I have moved on a considerable distance from those days of desperate melancholy. I still wish I had the kind of mono-butt models happily perk up in magazine spreads. But at 36, it dawned on me how much I love my body. My body worked hard during the days in which it was reviled, helping my parents get a handle on the impossible job of gardening, fallen on a family wholly unused to any menial labour. My arms, my hands scrubbed the front stoop of our house in all weathers and washed the floor of our kitchen every day. My body was able to give and derive pleasure in the beautiful bond of marriage. It grew three beautiful children inside it whom I love with my being. My arms held them and comforted them in their earliest days of infancy in a way no-one else could. My breasts produced milk enough to satisfy their hunger entirely. My heart and mind slogged through days filled with baby chatter and mountains of ironing while my husband worked impossible hours to establish his career. It saw me through mornings filled with hundreds of little chores, from the laundry to the groceries to cooking. My arms carted my children around our house, other cities to which we travelled, stores we went to. My back, my arms, I never had reason to doubt being able to count on. I felt pride whenever the doctor discussed my blood reports with me to comment on my ideal levels of cholesterol, my lipid profile. My body has been working hard each day of its forty-year-old life. It has cleaned itself from within as it was meant to, it has functioned to its optimum, as it was created to. And I am so grateful.

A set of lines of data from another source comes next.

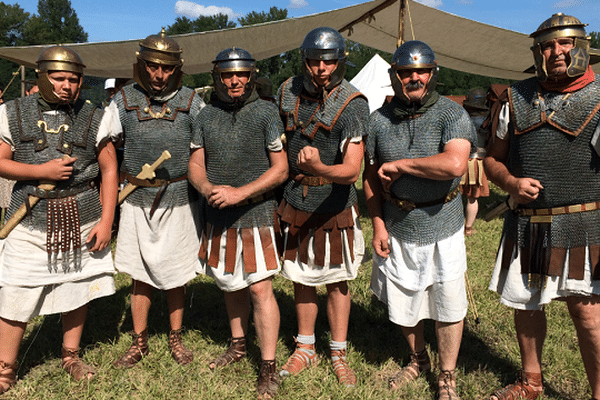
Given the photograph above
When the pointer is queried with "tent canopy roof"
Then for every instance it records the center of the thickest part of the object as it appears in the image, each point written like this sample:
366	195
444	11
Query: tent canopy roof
459	43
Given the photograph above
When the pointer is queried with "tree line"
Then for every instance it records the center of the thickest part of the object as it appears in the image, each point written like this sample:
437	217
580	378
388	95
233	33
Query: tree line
56	22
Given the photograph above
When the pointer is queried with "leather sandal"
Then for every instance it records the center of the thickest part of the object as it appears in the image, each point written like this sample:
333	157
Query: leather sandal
268	381
528	386
75	365
419	364
235	353
447	386
8	376
138	350
179	352
303	356
342	369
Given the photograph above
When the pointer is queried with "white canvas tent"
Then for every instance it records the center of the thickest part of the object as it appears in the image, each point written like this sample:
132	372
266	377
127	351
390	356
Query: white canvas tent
373	81
459	43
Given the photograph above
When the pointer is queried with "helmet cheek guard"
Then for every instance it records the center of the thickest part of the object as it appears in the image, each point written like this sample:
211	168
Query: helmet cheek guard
413	54
62	59
163	50
562	26
323	43
234	60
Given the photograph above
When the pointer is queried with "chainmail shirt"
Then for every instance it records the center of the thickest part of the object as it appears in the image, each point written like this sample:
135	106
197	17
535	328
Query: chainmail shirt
236	142
39	143
555	149
149	128
344	115
390	139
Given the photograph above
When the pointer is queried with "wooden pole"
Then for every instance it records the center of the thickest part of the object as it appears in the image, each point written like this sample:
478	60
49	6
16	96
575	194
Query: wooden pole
22	81
401	16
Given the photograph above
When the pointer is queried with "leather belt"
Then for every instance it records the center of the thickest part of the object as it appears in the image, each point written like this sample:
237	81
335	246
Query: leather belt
409	205
61	193
576	208
307	181
152	182
257	199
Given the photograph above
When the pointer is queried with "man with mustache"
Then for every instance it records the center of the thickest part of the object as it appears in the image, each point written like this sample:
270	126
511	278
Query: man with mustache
158	238
545	154
417	150
325	121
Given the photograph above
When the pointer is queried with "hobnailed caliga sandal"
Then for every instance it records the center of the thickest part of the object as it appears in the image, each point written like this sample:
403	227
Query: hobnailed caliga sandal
528	386
75	365
8	376
419	363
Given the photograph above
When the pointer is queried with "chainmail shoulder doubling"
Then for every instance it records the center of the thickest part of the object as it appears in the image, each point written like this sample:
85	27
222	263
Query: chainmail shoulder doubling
151	127
390	139
570	113
352	121
235	142
567	167
33	145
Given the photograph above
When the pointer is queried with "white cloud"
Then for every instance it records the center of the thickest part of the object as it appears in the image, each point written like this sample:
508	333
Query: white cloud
193	10
297	4
431	3
569	3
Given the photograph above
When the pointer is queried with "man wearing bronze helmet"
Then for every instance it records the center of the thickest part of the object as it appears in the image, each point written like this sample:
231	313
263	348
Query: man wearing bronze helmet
158	239
57	257
325	120
545	154
417	150
237	161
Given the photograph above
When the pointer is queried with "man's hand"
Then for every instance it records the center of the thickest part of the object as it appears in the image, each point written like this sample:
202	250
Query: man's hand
525	190
381	242
58	169
223	196
309	159
388	173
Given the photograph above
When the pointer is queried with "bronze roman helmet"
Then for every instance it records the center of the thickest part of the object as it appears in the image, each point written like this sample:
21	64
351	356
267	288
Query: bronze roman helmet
57	58
562	26
159	49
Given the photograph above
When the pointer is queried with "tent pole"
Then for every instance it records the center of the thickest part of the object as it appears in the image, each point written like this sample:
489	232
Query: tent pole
401	15
22	81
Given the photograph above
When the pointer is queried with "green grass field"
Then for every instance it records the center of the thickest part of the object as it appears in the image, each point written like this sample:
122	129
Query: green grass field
489	356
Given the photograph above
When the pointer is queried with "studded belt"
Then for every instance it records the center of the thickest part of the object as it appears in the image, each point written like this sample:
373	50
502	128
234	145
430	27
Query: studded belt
61	193
408	205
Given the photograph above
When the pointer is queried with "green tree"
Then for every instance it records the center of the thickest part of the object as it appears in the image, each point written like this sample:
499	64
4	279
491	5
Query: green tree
253	17
273	67
56	22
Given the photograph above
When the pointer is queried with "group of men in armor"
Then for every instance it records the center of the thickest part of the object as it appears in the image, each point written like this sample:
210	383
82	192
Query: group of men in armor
200	198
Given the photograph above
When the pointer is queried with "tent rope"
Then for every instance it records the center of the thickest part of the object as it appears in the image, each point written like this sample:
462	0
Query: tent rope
412	29
15	74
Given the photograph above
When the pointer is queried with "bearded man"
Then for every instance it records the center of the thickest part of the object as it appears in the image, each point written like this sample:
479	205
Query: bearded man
158	239
545	154
237	162
417	151
57	259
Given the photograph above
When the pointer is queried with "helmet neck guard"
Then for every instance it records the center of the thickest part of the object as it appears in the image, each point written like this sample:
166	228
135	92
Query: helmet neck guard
162	50
413	55
562	26
234	60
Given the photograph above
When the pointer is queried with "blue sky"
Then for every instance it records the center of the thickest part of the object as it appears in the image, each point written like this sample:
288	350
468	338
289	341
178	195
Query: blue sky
108	20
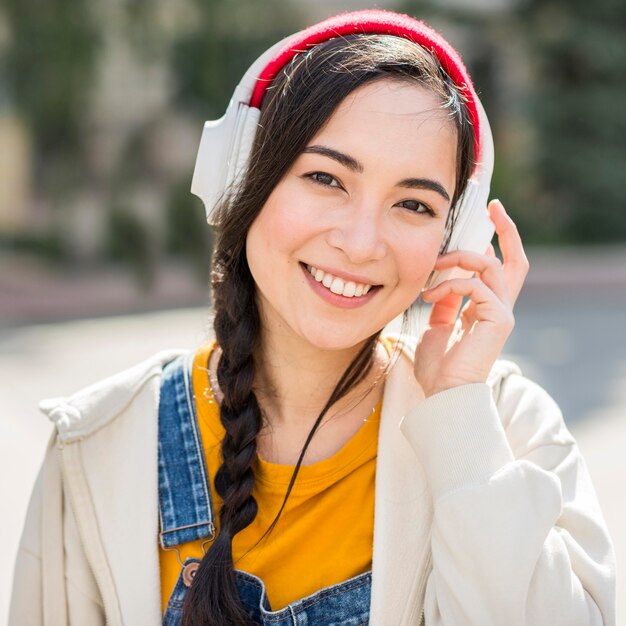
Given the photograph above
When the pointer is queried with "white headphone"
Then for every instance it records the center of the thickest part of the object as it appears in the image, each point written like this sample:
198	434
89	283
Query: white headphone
226	144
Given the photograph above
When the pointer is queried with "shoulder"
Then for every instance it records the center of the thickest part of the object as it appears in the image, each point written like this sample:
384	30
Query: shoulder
86	411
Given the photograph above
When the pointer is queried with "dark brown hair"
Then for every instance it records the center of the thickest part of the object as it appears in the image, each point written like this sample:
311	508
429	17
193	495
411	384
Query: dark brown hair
297	104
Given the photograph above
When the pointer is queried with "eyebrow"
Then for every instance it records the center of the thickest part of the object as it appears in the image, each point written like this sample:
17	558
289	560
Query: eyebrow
352	164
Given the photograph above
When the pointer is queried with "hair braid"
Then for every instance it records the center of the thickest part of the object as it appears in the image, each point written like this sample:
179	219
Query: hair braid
213	599
298	103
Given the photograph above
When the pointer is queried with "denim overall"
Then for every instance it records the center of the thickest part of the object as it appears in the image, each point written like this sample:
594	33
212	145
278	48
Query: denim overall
186	514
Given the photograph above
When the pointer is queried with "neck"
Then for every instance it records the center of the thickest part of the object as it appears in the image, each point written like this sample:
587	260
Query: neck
295	381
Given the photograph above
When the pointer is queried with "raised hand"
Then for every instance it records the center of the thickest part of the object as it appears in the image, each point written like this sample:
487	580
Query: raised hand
460	349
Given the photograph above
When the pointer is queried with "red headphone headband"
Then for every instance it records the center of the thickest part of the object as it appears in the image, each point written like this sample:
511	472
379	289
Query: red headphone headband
384	23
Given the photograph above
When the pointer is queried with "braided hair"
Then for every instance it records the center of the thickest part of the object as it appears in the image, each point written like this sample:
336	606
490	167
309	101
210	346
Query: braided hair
297	104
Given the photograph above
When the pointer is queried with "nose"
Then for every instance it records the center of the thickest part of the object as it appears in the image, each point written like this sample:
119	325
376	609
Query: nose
358	234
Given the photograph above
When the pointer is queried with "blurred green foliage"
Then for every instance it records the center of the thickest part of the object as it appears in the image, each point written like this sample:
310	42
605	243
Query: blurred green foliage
559	141
577	108
129	241
49	65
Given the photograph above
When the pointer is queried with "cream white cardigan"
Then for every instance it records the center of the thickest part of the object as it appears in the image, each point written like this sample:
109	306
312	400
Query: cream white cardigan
485	513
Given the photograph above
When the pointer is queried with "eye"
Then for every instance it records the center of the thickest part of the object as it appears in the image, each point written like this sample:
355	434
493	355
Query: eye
417	207
324	179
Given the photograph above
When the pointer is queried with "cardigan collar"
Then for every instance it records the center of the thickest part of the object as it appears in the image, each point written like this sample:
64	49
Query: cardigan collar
403	507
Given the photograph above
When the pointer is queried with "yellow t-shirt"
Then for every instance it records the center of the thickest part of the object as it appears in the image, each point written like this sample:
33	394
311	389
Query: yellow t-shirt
325	533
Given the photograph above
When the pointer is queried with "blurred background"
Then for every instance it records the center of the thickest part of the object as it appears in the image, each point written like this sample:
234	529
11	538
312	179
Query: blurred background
104	253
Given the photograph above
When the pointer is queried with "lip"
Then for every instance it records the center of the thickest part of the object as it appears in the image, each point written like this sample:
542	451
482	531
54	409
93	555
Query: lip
343	302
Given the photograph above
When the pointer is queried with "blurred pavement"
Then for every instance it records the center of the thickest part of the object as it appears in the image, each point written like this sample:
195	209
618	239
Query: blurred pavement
569	337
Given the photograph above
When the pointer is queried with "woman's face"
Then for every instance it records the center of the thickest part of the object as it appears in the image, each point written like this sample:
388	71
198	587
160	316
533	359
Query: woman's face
349	236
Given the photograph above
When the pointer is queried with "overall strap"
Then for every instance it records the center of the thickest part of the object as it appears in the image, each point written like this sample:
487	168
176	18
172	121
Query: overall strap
185	508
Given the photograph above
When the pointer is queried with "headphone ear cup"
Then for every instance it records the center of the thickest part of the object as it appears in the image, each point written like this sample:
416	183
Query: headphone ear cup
247	124
223	154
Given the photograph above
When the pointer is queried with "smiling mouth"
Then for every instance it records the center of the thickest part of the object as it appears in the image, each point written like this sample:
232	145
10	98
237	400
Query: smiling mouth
348	289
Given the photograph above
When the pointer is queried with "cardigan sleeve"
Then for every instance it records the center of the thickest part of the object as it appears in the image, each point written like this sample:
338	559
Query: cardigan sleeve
518	537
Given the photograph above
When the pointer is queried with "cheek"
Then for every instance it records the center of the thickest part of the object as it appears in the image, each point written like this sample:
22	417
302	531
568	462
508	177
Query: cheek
417	255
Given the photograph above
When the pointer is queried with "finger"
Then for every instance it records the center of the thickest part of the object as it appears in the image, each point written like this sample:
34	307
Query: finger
489	269
488	306
515	262
445	311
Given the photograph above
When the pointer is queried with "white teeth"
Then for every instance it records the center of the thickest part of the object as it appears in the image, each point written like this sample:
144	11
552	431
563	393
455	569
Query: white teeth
349	289
337	285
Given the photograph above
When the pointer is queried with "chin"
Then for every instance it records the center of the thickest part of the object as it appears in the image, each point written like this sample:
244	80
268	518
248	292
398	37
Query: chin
335	336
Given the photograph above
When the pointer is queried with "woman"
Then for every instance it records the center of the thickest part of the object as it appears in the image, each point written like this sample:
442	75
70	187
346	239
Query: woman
303	468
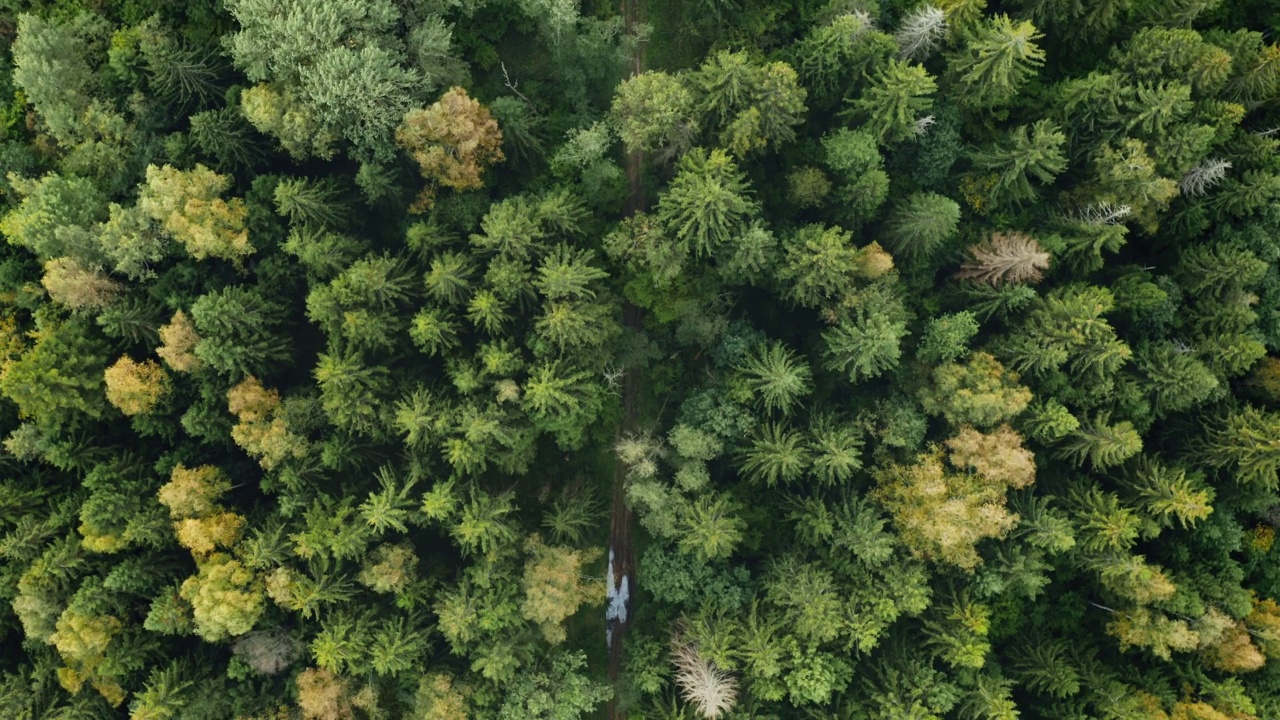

As two friends younger than me have recently fallen ill, one with a tumour in her head and the other with breast cancer, my new-found love for my body has deepened into respect. It is a comrade which has marched my spirit about, wordlessly, every single day that I wanted and needed it to, whether I abhorred it for the few extra pounds it had stowed away or looked wistfully at the abdomen it has been adamant to retain. I look at the crinkles around my eyes with amusement and affection. I have earned them. What a long, precious journey we’ve been on together!